In this excerpt, Tillie Olsen writes about mistreatment and the way it changes a person. The same way a marinade, over time, seeps into meat and imparts a flavor, so too does mistreatment, over time, make someone bitter. Olsen deepens this metaphor by specifying the marinade (honey) and specifying the unrealized result (honey). 

This metaphor captures one of the ways change happens over time. It’s rarely in one fell swoop but instead happens through influence, through slow but persistent penetration.

Sometimes change happens merely by being near something for a long enough period of time.

Sometimes too, this change is counterintuitive. A piece of meat seems much more solid than vinegar and yet, as Olsen writes, the vinegar imparts an indelible, bitter flavor. It just needs time and contact. 

2. Chrysalis: Change from inside

“Perhaps the great sorrow that follows, in a daughter such as Mamma, the death of her mother only makes the chrysalis break open a little sooner, hastens the metamorphosis and the appearance of a person whom we carry within us and who, but for this crisis which annihilates time and space, would have come more gradually to the surface.”

- Marcel Proust, Remembrance of Things Past

Bear with the grimness. A discussion of change can’t miss death. Writers have been grappling with the topic for thousands of years and there’s millions of examples we can learn from to describe change. 

In this excerpt, Marcel Proust writes about a mother grieving the death of her mother. Grief, here, is a process of transformation whereby his mother changes into a new person faster than she would have otherwise.

Change isn’t B replacing A. B is more often than not already within A, emerging over time. (If you’re interested in philosophy, the term “dialectics” will be useful here).

The metaphor of a chrysalis is so effective here for that reason.

The butterfly is within the caterpillar the whole time it’s a caterpillar. But certain conditions indue that change. Grief didn’t create a new person; it pushed his mother into the cocoon and brought the changed person out. 

When we see change, often what we’re really seeing is the pace of change made fast enough to be noticeable.
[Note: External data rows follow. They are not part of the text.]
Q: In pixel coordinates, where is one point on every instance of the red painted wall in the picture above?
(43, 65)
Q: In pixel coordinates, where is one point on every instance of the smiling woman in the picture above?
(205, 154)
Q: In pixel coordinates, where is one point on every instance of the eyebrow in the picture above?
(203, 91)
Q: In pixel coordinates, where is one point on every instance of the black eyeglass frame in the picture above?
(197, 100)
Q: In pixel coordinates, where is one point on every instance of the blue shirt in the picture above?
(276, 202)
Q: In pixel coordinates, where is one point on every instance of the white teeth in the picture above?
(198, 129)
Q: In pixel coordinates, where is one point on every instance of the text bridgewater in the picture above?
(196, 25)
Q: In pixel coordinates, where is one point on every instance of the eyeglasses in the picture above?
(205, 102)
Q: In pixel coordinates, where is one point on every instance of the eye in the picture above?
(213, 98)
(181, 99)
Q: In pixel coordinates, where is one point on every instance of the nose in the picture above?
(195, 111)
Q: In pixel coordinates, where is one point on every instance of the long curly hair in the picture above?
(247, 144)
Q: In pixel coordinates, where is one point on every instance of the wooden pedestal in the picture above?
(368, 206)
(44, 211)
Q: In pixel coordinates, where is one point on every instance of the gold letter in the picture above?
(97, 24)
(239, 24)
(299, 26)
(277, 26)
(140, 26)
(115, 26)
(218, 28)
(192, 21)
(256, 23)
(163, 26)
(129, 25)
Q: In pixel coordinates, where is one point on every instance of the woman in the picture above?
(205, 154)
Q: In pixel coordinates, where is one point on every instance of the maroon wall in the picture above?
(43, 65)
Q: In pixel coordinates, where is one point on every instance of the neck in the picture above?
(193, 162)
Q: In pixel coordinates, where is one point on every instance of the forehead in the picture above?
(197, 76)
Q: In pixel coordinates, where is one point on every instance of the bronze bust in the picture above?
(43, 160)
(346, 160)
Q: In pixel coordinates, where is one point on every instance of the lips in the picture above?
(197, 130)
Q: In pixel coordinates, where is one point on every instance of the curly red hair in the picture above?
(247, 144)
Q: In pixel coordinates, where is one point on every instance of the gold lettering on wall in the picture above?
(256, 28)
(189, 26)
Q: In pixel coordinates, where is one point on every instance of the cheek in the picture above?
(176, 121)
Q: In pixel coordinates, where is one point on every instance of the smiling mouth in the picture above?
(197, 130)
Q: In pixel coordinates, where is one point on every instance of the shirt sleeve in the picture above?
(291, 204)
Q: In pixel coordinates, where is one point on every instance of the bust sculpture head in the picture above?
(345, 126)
The change of age, for instance, strikes us all eventually. But grief, as Proust describes, makes age happen fast enough for the change to take place in a day. 

3. Lens: Change is nuance

“More people are seeing a more nuanced social landscape. The opportunity is here for reframing how we represent the social body. It is of necessity differently hued, and that needs acknowledging, as does the shame of our previous marginalising. Covid-19 is cleaning the lens, so we can see more clearly.”

- Susie Orbach, Patterns of pain: what Covid-19 can teach us about how to be human

Change is often hard to describe because we focus too much on trying to describe the change itself. Sometimes, we feel change through its effects in the same way we observe erosion through a river’s smooth rocks, not its coursing water. 

Here, psychoanalyst Susie Orbach describes treality pre- and post-COVID-19. She focuses her efforts on describing the perspective that undergoes a change. She uses the metaphor of glass or glasses to evoke this perspective and show us how it changes. 

The lens, for the most part, stays the same—the change is what happens after a big event cleans it. Orbach sets this metaphor up by evoking details of the lens: its frame, its hue.

We’re seeing with these words by the time she cleans them, letting us see as clearly as she wants us to. 


The next time I describe change, I’m going to apply what I learned from these writers.

Perhaps digital transformation isn’t an event.

Perhaps some industries have marinaded in new technologies long before they changed.

Perhaps the new, transformed industry is already within the old one, and new conditions induce a chrysalis that delivers change.

Or perhaps the change is one of perspective and a wave of new technology allows us to see things in a new way. 

Hoping you learned something new too.